CSC362 2004S, Class 14: An Expression Grammar
Admin:
* Late: Sam (predicted in advance)
* Note: I'll be late. I have permission from the instructor.
* Are there questions on the project?
* Are there comments on the lab?
* We should strive to write better documentation and design better interfaces than those Sunny guys.
Overview:
* The expression grammar, revisited
* Adding precedence
* Adding associativity
* Checking the grammar
e ::= e binop e
e ::= unop e
e ::= ( e )
e ::= ID
e ::= NUM
binop ::= PLUS
binop ::= MINUS
binop ::= TIMES
binop ::= DIVIDE
CLAIM: This grammar is ambiguous
Proof: The string NUM PLUS NUM TIMES NUM has at least two parse trees
Observation: The order can matter, even for multiplication
0.5 * 2 * MAXREAL
Lots of similar problems
(1) Find some useful test cases
(2) Define a priority
"Multiplication and division take precedence over lowition and subtraction"
(3) Explicate the problem in terms of the rules
The first rule (e ::= e binop e) does not differentiate
e ::= e highop e
e ::= e lowop e
e ::= unop e
e ::= ( e )
e ::= ID
e ::= NUM
lowop ::= PLUS
lowop ::= MINUS
highop ::= TIMES
highop ::= DIVIDE
Now we need to work on those rules
Look at the "highop" rule: e ::= e highop e
Neither of the subexpressions should be able to contain an unparenthesized plus or minus
e ::= e lowop e
e ::= t
t ::= t highop t
t ::= unop e
t ::= ( e )
t ::= ID
t ::= NUM
lowop ::= PLUS
lowop ::= MINUS
highop ::= TIMES
highop ::= DIVIDE
We seem to have resolved the prioritizing issue
* Is this grammar still ambiguous? (Yes)
NUM MINUS NUM MINUS NUM
* Does this grammar define the same language as the original grammar?

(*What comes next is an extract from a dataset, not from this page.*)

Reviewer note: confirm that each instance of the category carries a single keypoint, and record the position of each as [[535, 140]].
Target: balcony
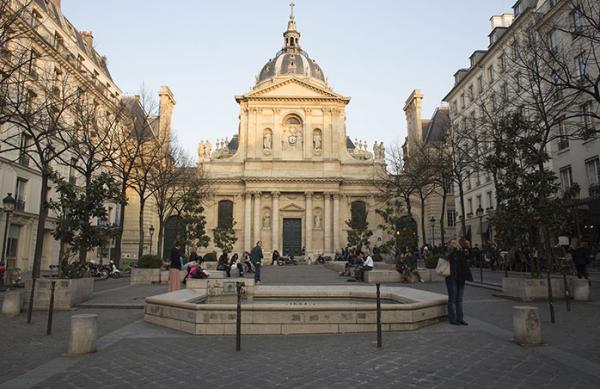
[[20, 206], [563, 144], [24, 160]]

* Consider the sequence of productions from e to a string in the original language
* If, in the original 'alpha e beta' => 'alpha ( e ) beta'
In the new 'alpha e beta' => 'alpha t beta' => 'alpha ( e ) beta'
* Similarly for every other production
* This proves that the new language contains every string in the original language
* The same proof techinque should work (show that you can simulate any derivation sequence)
(2) Define a priority
"Left associative"
(3) Explicate the problem in terms of the rules
e ::= e lowop e
shouldn't have a low priority operator allowed on the right
Add "f" ; things with neither high nor low priority operators
e ::= e lowop t
e ::= t
t ::= t highop f
t ::= f
f ::= unop e
f ::= ( e )
f ::= ID
f ::= NUM
lowop ::= PLUS
lowop ::= MINUS
highop ::= TIMES
highop ::= DIVIDE
e = "expression" - most general
t = "term" - do not permit unparenthesized addition
f = "factor" - do not permit unparenthesized addition or multiplication
This grammar is unambiguous (yay)
However, ...
(1) It's a pain to extend
(2) It was a good intellectual exercise to write, but we need to limit our intellectual exercise
(3) Takes more steps to parse
(4) Creates bigger trees
Ad-hoc solution: Return a different tree than you parsed (in particular, use the original grammar for the returned tree)